Mon jardin secret (3)
Avec Kervouroc est apparue une autre perspective. Je me suis autopromu, avec beaucoup de présomption, architecte paysagiste. Fort de mes lectures et de mes visites, je voulais créer pour ma fille un "grand" jardin, dans l'esprit de Giverny, Kerdalo, Vasterival...
En fait ce qui m'avait inconsciemment séduit en ce lieu c'était, telle une madeleine de Proust. l'aspect inchangé de cette vieille ferme surgie des années 60 avec ses chemins creux, son lavoir, ses vieilles pierres patinées par le temps. A 14 ans j'ai eu la chance de parcourir la campagne profonde comme livreur de pain. Avec ma marraine, la boulangère, nous faisions la tournée des fermes isolées à bord d'un vieux fourgon Citroën. Quittant la route goudronnée, il fallait parcourir des centaines de mètres de chemins creux chaotiques pour arriver soudain entre deux rideaux d'arbres à une barrière rustique, faite de branches mal dégrossies savamment assemblées sans le moindre clou, qu'il fallait soulever pour qu'elle consente à pivoter dans la pierre percée qui tenait lieu de gond. Et alors on débouchait sur une cour de ferme hors du temps où chaque objet, chaque pierre semblait provenir du Moyen Age, où le vingtième siècle n'avait jamais pénétré.
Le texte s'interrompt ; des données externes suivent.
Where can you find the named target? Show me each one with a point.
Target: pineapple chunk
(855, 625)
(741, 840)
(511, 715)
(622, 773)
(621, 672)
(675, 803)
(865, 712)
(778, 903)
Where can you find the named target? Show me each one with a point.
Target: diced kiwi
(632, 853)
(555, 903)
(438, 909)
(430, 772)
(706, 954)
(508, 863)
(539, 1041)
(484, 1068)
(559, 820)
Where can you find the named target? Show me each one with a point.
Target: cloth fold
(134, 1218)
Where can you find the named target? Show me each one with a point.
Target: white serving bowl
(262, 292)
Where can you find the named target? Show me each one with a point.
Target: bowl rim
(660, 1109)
A Kervouroc, je retrouvai soudain la vision de cette cour de ferme telle que je l'avais connue dans mon enfance. L'odeur du purin frais et du crottin de cheval s'était estompée. Le lierre et la vigne vierge avaient envahi les murs et les toitures. Mais je retrouvais cette ATMOSPHERE que je croyais perdue à jamais, cette ferme figée dans le passé comme le château de la Belle au bois dormant.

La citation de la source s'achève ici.